Below-the-hook equipment manufacturer Modulift has upgraded its compression test rig (known as CTR1), adding 50% additional capacity to the now 1,650t machine.
This is the second time Modulift has upgraded the rig it originally manufactured in 2003 for testing 600t capacity spreader beams to a proof load of 660t. In 2012 it upgraded CTR1 so 1,000t beams could be tested to 1,100t, while 1,500t beams can now be tested to the new capacity following the latest three-month retrofit.
This was by far the most extensive engineering that the rig has been subjected to in its lifetime. Sue Spencer, technical director, explained that the first upgrade was “not particularly major”, recollecting the replacement of a small number of components and strengthening of others. However, the latest project involved approximately 60% of the rig being replaced with new components.
Spencer said: “We have been outspoken of late about industry driving demand for larger capacity beams so it made sense to invest in the upgrade of our flagship test rig, which has been at the heart of the company for 14 years. Not only is it now one of the largest rigs of this type in the country, it is custom-designed for our specifications and thus makes an incalculable contribution to our manufacturing processes.”
Every Modulift modular spreader beam consists of a pair of end units and a pair of drop links with interchangeable struts that can be bolted into the assembly between the end units to either lengthen or shorten the beam. Spencer explained that the unique design means they are essentially “pin-ended struts” and the entire load is transferred through the spreader beam as a pure axial compression load. The main rails of the rig are therefore in tension when the spreader beam is under test.
She said: “We have squeezed as much capacity out of the main rails of the rig as possible without having to replace the whole machine. We have increased the width and height of the rig so larger diameter spreaders can be tested. If there is demand in future to go even bigger we will consider it, but that would certainly mean replacing the rails.”
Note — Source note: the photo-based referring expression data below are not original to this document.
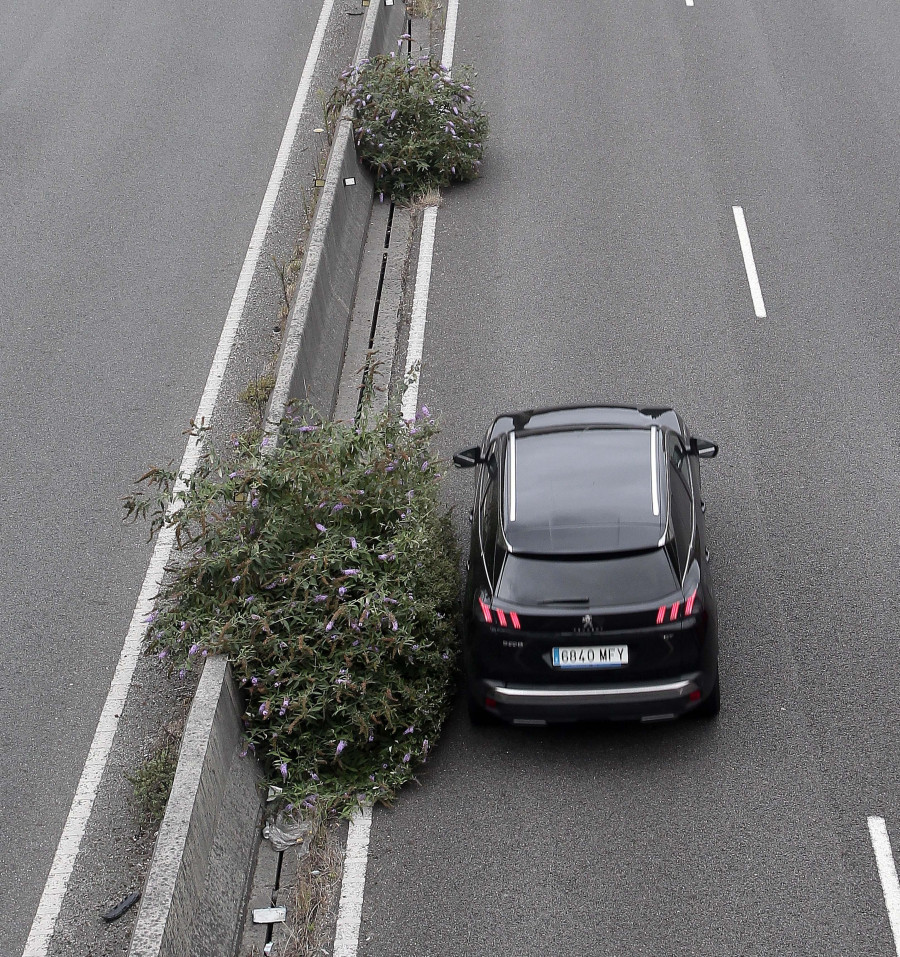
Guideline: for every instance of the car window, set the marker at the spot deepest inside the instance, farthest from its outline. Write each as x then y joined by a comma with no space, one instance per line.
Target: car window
682,519
490,510
617,580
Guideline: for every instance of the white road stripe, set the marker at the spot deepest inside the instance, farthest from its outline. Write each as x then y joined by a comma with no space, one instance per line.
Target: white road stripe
73,831
749,264
353,884
887,871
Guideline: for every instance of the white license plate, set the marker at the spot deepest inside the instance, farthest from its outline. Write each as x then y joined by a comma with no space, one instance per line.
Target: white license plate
592,656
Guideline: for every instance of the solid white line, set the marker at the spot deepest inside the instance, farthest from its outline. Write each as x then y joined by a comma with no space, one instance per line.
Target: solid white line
749,264
887,871
353,884
426,252
73,831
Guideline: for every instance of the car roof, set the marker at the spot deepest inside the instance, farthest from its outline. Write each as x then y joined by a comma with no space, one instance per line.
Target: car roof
578,490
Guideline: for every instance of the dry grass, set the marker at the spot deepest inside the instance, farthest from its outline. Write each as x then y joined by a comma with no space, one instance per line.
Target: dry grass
315,899
431,197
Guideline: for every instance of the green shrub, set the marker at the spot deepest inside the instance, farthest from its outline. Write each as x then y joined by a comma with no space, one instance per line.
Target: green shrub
416,127
152,782
327,572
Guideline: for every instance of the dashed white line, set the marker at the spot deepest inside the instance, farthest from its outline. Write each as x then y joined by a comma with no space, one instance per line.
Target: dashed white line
749,264
887,871
57,881
353,884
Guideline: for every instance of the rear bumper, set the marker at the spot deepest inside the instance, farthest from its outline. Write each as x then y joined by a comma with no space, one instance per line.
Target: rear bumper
552,703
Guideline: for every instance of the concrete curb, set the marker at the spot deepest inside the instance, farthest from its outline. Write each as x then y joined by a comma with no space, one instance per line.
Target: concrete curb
309,366
195,893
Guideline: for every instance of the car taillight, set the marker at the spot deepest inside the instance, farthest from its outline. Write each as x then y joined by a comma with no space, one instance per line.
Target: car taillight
678,610
497,616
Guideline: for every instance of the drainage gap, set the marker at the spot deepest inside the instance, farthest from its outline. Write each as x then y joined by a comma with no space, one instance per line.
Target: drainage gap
370,364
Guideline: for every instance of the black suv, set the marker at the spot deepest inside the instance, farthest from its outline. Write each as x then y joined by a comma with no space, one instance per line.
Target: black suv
588,593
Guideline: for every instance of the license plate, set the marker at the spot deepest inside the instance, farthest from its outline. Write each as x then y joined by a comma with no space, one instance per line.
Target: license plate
592,656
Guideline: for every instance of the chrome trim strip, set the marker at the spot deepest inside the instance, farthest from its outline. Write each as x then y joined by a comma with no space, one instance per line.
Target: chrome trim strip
669,689
512,476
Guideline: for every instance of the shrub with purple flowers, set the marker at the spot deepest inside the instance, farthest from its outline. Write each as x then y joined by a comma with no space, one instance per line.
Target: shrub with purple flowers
417,127
339,622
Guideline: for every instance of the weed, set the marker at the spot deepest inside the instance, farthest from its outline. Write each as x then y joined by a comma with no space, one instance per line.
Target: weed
415,126
327,572
258,390
152,782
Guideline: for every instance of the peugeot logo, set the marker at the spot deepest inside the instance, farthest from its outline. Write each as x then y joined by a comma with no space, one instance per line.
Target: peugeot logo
587,624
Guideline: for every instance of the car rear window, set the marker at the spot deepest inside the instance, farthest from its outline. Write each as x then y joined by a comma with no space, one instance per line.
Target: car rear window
617,580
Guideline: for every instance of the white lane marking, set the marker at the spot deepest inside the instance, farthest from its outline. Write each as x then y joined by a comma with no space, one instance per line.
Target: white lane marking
76,822
887,871
749,265
426,252
353,884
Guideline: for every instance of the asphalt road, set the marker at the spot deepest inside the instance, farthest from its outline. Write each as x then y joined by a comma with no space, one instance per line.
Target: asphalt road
597,260
136,141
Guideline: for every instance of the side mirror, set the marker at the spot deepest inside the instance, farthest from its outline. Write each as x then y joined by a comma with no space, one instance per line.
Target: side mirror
468,458
703,449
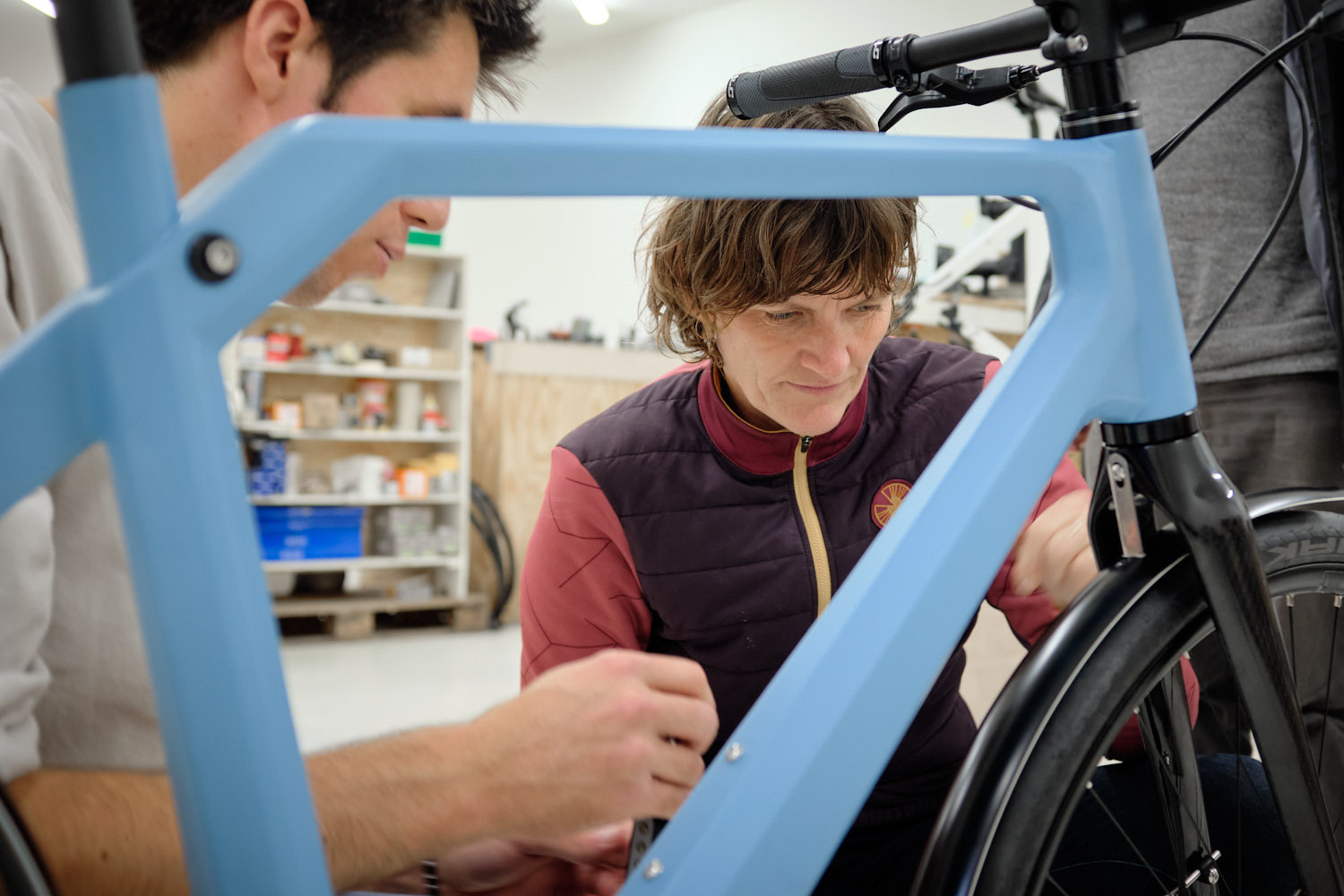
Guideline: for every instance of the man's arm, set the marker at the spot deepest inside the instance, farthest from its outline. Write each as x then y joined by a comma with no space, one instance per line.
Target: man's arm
615,737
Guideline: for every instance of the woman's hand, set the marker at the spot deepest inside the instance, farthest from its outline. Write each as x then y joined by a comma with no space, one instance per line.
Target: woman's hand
1054,554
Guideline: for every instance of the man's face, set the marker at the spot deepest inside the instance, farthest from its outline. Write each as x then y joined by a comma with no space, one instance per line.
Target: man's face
797,365
440,81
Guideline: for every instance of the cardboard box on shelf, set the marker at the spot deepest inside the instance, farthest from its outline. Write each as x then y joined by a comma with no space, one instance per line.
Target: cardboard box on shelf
427,358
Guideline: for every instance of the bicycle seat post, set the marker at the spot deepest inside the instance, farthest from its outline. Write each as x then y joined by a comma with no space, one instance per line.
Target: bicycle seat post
115,137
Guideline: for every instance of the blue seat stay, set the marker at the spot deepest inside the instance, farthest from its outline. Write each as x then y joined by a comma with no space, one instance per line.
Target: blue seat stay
1110,344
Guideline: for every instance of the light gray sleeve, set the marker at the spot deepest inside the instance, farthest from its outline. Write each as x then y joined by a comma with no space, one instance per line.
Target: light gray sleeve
27,560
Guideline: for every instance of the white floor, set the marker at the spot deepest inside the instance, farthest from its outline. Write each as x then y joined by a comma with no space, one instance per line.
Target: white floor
347,691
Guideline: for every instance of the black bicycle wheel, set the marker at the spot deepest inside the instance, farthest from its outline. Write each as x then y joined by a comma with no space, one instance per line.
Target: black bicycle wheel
1080,823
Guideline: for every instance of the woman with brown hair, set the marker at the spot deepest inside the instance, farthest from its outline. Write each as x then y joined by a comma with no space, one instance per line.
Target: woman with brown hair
712,513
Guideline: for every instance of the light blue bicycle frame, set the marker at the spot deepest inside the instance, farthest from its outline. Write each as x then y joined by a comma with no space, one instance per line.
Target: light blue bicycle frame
132,362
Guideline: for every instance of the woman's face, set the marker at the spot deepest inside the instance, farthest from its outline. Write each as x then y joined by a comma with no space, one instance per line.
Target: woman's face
797,365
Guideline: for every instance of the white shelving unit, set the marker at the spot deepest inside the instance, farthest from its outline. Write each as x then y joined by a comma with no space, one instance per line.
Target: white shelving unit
432,317
277,432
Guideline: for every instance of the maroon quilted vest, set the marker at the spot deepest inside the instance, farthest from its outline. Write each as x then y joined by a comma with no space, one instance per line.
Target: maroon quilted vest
722,554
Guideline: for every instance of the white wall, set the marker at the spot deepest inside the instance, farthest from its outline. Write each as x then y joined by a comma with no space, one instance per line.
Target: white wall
575,257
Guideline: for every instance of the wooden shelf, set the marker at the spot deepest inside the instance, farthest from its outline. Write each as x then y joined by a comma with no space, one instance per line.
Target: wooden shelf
347,435
288,607
349,500
352,371
360,563
378,309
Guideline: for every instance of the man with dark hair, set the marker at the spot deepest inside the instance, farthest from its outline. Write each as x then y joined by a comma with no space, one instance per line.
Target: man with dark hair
80,751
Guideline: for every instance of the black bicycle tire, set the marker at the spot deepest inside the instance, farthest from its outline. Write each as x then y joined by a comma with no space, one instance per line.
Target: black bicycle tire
1144,643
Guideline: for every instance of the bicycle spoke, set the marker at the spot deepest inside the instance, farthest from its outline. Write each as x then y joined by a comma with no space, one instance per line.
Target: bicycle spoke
1203,844
1125,834
1051,880
1290,599
1330,683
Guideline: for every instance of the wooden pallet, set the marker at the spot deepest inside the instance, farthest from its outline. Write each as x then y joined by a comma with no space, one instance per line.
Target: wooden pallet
355,616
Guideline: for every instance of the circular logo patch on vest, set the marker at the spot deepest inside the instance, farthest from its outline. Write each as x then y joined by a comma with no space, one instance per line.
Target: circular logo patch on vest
887,498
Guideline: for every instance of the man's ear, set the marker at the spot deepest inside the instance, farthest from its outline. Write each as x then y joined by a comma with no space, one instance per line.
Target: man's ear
284,56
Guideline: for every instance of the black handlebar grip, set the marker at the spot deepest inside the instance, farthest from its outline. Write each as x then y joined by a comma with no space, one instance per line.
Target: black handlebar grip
798,83
97,39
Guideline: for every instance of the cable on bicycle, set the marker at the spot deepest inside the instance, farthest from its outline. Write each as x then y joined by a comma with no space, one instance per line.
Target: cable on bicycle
1268,58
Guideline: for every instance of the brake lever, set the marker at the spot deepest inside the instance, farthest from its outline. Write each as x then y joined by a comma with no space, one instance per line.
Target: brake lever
910,102
959,86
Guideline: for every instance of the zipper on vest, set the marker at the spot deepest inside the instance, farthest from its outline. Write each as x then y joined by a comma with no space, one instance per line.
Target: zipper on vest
812,522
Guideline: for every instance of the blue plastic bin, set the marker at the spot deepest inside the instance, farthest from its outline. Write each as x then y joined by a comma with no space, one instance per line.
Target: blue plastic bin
309,533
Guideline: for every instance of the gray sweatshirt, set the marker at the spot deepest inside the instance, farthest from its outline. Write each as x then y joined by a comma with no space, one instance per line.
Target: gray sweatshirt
74,685
1219,194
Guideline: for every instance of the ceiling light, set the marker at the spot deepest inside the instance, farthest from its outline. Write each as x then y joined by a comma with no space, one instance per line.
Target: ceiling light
593,11
43,5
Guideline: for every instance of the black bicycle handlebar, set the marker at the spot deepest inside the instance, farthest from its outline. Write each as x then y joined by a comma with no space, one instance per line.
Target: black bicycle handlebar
806,81
97,39
892,62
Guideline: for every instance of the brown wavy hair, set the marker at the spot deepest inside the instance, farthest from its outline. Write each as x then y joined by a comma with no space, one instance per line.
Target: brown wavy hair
710,260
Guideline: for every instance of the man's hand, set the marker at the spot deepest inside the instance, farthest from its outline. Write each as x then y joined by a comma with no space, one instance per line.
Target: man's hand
615,737
1053,552
582,864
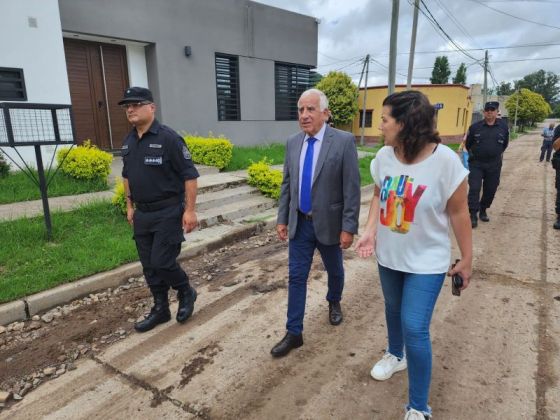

Upon completion of a beam’s manufacturing process, it is placed into the test rig and pinned into place at each end. A compression load is then applied to the pin at one end, whilst supporting the pin at the other. The drop links are then tensile tested separately in their own test rig, also located at Modulift’s facility. The on-site tensile rig can test drop links up to 50t capacity, while independent test houses have conducted tests on Modulift’s behalf up to 825t.
Spencer said: “Tensile test rigs are quite common, where the applied force is in the opposite direction to compression test rigs. These rigs are popular for testing slings, shackles and other tensile items. However, compression test rigs do not generally exist, which is why we manufactured our own and specifically designed it to fit our design of spreader beams.”
Modulift keeps the machine outdoors because of dimensions that now accommodate 28m-long beams. CTR1 comes into its own at the extremities of its capabilities where advantages over staging live tests using a crane and other rigging equipment are most apparent.
Spencer concluded: “Traditional beam designs with fixed lugs welded at each end [without separate drop links] cannot be tested in our rig as applying an axial load will not fully mimic all the forces that are going through the spreader beam in real situations. This type of fixed end spreader beam will experience induced bending moments and would need a live lift with a crane and weights to test them properly. Imagine the logistics involved in such a process where a large beam is concerned.”